During my test of the new Ford Bronco—a vehicle I liked a lot—I tried out its Trail Turn Assist feature, as you can see demonstrated in the video above. TTA drastically shortens the turning circle of the vehicle by applying the brake to an inside wheel, essentially dragging it through the turn.

Of course, in a normal scenario you wouldn’t be initiating a 360-degree turn such as in my demonstration above, conducted in a heavily used wash and cleaned up afterwards. Its utility would be negotiating a tight maneuver when, say, a boulder threatens the outside corner of the vehicle, or a drop-off threatens the entire vehicle. However, there’s nothing to prevent an owner engaging it simply to show off how tightly he can reverse course. And no matter how briefly one engages it, it will impact the trail.

My approach to driving, or to teaching someone to drive—as with all instructors I know—is, at all times, to try to minimize or eliminate wheel spin, which causes both a loss of traction and control and results in degradation of the surface, particularly in places where multiple vehicles are likely to lose traction. And wheel spin while the vehicle is stationary does more or less precisely the same thing as a locked wheel while the vehicle is moving: It wears away at the substrate, increasing erosion.

I’m not going to claim I would never use TTA if I owned a Bronco, but I would be extremely reluctant to do so.

As potentially damaging as TTA is, it pales before the much-hyped “Tank Turn” the much-hyped Rivian electric pickup can accomplish. By powering both wheels on one side forward and both wheels on the opposite side backward, The Rivian can essentially spin in place. The resulting destruction of the trail is easy to see in the videos produced by the company itself. You can see the entire sequence here.

The Tank Turn “feature” has actually been delayed for an unknown period after the Rivian engineers recognized several issues—including the fact that when the turn is enabled, traction is completely lost.
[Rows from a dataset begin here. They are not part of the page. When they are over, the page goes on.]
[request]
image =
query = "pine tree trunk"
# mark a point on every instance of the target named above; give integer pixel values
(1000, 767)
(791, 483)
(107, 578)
Thus if an owner were to initiate it on a slope, the vehicle would immediately begin sliding downhill.

Rivian will undoubtedly warn that the feature is only to be used on a “closed course,” just as they say for their “Drift Mode,” designed for “advanced drivers wanting to drift their R1T on a closed course.”

Wink, wink.

Sadly such hypocrisy is by no means limited to the Rivian company (see here). Every truck maker loudly proclaims adherence to Tread Lightly practices, while producing advertising material expressly promoting the exact opposite. There are certainly those consumers who are responsible enough to eschew aping the ads, but there are tens—hundreds—of thousands who are not. I see the results every single time I head out on a trail, and it has been getting exponentially worse. Blame it on what you will, but there has been an unmistakable increase in self-centered behavior on public land in the last half decade or so. More litter, more driving completely off trail, more hooning on the trail. These are not the type of people who will respond to a friendly lecture. Yet they are the ones who will scream when severely damaged trails are shut down by overworked and underfunded public lands managers.

Short of funding a sniper division in the BLM, I really don’t have a solution.